“Choosing yourself” means choosing other people’s rejection of you.
Attempts to sway another person’s point of view on yourself because you fear their rejection, often comes with a dose of self-rejection. You attempt (or consider) modifying your behavior or appearance to gain approval or inclusion. Sometimes such changes are a healthy aspect of our growth or dynamic movement through life and of course that’s fine. However, at other times, the ways we modify our behavior in response to our perceptions (or misconceptions) about what others require of us can take the form of hidden self-rejection in the form of shame, lowered self esteem, confusion, or anxiety about future rejection. This is a powerful insight:
Choosing yourself means choosing other people’s rejection of you.

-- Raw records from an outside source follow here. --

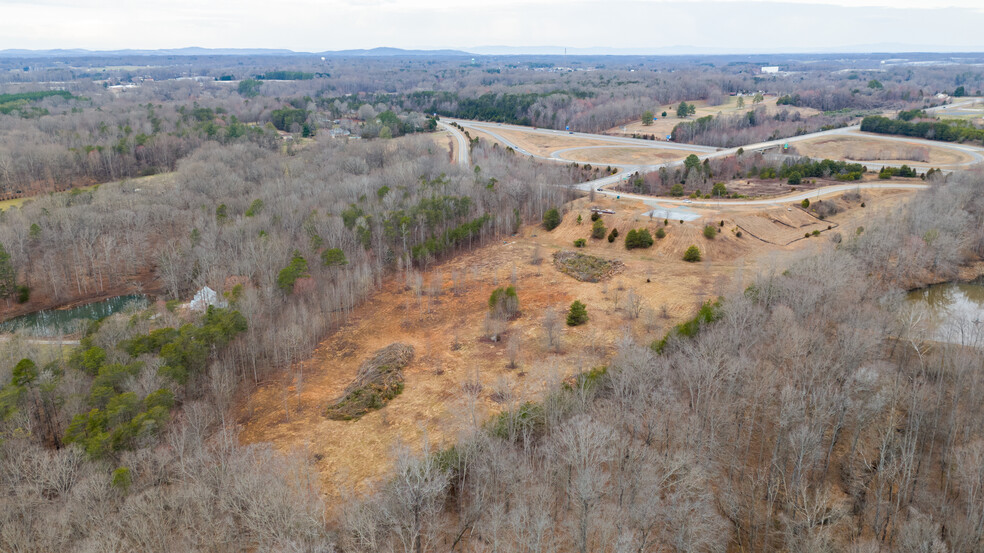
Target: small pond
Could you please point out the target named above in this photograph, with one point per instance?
(57, 322)
(954, 312)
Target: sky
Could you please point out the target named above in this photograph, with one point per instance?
(637, 26)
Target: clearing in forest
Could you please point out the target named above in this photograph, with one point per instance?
(862, 148)
(459, 377)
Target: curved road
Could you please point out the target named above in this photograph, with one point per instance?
(677, 209)
(464, 153)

This is true for relationships, friends, work, customers, the public, whatever. What a trap we can set for ourselves by rejecting who we are in the hopes of being accepted! We must be able to embrace the potential rejection of others if we are to be able to step into the power of honoring our own creative impulse and voice. If we cannot accept rejection, we remain enslaved by our own need for approval. This is panopticon (The Matrix) of our own vanity. It’s as though we live in a totalitarian state created entirely by our own fear of rejection.
If someone rejects you when you are being true to yourself, stay curious, don’t take it personally, use it as data, and above all: be proud of yourself for having the rare courage to simply be yourself.